Court Opinion

ID: 9750126
Source: CourtListenerOpinion
Date Created: 2023-08-28 14:21:37.477225+00
Date Added: 2024-06-11T07:26:02.991418
License: Public Domain

Grimes, J.,
dissenting in part and concurring in part:
I concur in Stone but dissent in Lemire. The cases cited by the court support its position but I disagree with those cases, which are in no way binding on this court. There is little difference between convicting a man on unconstitutional evidence and revoking his probation and sending him to prison on the same evidence.
The fourth amendment “protects all, those suspected or known to be offenders as well as the innocent”. Go-Bart Importing Co. v. United States, 282 U.S. 344, 357, 75 L. Ed. 374, 382, 51 S. Ct. 153, 158 (1931) (emphasis added); Ker v. California, 374 U.S. 23, 33, 10 L. Ed. 2d 726, 737, 83 S. Ct. 1623, 1629 (1963).

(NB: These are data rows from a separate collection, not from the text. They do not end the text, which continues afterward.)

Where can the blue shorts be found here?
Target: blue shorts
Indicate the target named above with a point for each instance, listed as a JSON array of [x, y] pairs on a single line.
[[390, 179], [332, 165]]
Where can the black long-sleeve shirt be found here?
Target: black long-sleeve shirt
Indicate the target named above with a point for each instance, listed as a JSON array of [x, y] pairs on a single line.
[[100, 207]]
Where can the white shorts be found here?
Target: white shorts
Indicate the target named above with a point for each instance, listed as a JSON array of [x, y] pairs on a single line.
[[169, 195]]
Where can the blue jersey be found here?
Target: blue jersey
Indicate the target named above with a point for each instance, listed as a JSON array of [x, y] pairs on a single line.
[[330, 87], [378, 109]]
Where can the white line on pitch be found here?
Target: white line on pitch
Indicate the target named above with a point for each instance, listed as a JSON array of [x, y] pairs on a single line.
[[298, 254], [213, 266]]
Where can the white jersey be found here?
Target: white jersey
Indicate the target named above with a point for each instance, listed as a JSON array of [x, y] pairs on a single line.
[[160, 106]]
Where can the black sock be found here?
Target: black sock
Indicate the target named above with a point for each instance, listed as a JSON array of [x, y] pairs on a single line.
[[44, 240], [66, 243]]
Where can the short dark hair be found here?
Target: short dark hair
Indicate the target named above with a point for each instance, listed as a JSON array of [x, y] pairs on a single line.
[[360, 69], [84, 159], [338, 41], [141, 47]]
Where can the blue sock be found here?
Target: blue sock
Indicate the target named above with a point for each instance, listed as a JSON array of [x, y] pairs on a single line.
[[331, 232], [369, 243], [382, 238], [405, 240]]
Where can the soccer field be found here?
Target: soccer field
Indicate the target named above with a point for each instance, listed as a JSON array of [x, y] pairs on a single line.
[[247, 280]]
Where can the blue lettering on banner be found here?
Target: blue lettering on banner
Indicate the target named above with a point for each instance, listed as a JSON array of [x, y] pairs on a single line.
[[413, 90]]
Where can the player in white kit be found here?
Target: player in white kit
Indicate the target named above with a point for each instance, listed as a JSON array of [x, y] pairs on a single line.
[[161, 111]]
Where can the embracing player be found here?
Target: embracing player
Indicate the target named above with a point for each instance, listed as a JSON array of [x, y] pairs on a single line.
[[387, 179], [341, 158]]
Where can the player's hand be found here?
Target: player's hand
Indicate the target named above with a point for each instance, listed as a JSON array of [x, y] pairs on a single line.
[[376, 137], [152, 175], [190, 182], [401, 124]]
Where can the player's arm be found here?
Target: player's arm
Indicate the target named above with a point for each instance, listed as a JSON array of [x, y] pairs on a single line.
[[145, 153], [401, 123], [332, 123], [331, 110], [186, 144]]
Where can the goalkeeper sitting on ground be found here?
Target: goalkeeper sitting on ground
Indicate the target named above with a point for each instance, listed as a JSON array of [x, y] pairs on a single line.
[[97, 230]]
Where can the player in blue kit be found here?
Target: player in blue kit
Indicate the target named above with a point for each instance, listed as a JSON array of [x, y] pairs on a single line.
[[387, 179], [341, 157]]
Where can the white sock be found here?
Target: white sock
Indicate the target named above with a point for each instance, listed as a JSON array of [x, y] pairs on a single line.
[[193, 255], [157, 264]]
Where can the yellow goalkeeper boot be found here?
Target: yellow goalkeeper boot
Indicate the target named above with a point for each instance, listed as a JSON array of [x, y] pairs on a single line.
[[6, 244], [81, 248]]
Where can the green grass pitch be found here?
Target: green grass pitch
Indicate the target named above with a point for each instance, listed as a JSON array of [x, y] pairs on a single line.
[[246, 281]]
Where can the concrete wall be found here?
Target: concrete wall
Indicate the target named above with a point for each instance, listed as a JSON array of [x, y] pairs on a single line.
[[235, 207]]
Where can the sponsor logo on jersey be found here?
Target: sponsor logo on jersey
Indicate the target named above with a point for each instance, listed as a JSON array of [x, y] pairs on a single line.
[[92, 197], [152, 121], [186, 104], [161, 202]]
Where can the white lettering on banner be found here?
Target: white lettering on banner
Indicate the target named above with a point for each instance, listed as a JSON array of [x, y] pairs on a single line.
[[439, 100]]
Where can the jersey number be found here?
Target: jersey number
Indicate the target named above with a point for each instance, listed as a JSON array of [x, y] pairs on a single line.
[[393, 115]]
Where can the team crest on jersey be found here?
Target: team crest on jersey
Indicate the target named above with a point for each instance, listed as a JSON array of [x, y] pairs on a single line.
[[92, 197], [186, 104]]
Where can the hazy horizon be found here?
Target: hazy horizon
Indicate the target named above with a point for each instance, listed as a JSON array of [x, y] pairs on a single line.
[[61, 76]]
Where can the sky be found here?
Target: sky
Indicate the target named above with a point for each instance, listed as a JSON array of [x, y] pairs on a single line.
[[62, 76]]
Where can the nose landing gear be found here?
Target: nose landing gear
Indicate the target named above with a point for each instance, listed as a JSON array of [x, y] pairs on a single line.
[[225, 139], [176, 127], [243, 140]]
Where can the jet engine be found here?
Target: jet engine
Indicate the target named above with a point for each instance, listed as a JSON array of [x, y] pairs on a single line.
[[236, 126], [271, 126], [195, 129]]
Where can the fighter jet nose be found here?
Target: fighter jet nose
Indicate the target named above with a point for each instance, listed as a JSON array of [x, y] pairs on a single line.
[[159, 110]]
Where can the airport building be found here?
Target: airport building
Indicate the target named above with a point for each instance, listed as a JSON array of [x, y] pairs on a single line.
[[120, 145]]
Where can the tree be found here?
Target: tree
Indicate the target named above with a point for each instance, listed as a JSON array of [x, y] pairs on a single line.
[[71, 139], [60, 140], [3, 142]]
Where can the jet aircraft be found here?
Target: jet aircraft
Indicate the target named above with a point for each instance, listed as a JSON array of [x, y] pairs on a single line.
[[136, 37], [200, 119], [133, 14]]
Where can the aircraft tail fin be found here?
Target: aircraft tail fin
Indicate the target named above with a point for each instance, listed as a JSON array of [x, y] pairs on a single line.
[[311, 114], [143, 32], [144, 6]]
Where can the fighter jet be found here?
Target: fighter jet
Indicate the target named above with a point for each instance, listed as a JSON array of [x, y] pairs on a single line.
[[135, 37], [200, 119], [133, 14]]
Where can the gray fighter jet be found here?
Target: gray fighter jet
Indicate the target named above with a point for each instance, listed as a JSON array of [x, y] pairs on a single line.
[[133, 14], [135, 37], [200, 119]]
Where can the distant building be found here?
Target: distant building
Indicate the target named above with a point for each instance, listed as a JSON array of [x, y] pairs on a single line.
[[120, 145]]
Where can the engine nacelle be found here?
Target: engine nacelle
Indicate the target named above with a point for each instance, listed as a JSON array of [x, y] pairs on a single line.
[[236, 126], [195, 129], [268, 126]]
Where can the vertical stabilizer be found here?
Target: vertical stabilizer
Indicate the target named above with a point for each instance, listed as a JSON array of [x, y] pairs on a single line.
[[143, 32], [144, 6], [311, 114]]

The more often stated basis for the exclusionary rule is to deter unconstitutional police action. The use of the evidence as in this case dilutes that deterrent effect. The second and, I believe, the more important basis of the rule is the “imperative of judicial integrity”. Elkins v. United States, 364 U.S. 206, 222, 4 L. Ed. 2d 1669, 1680, 80 S. Ct. 1437, 1447 (1960); Mapp v. Ohio, 367 U.S. 643, 659, 6 L. Ed. 2d 1081, *1791092, 81 S. Ct. 1684, 1694 (1961). The use of evidence by the court has the necessary effect of legitimizing the police conduct which produced the evidence. Terry v. Ohio, 392 U.S. 1, 13, 20 L. Ed. 2d 889, 901, 88 S. Ct. 1868, 1875 (1968).
The use of such evidence obtained in violation of the fourth amendment results in a society seeking to live off violations of “the charter of its own existence.” Mapp v. Ohio, 367 U.S. 643, 659, 6 L. Ed. 2d 1081, 1092, 81 S. Ct. 1684, 1694 (1961).
Both reasons for the exclusionary rule require that such evidence not be used as it was in this case.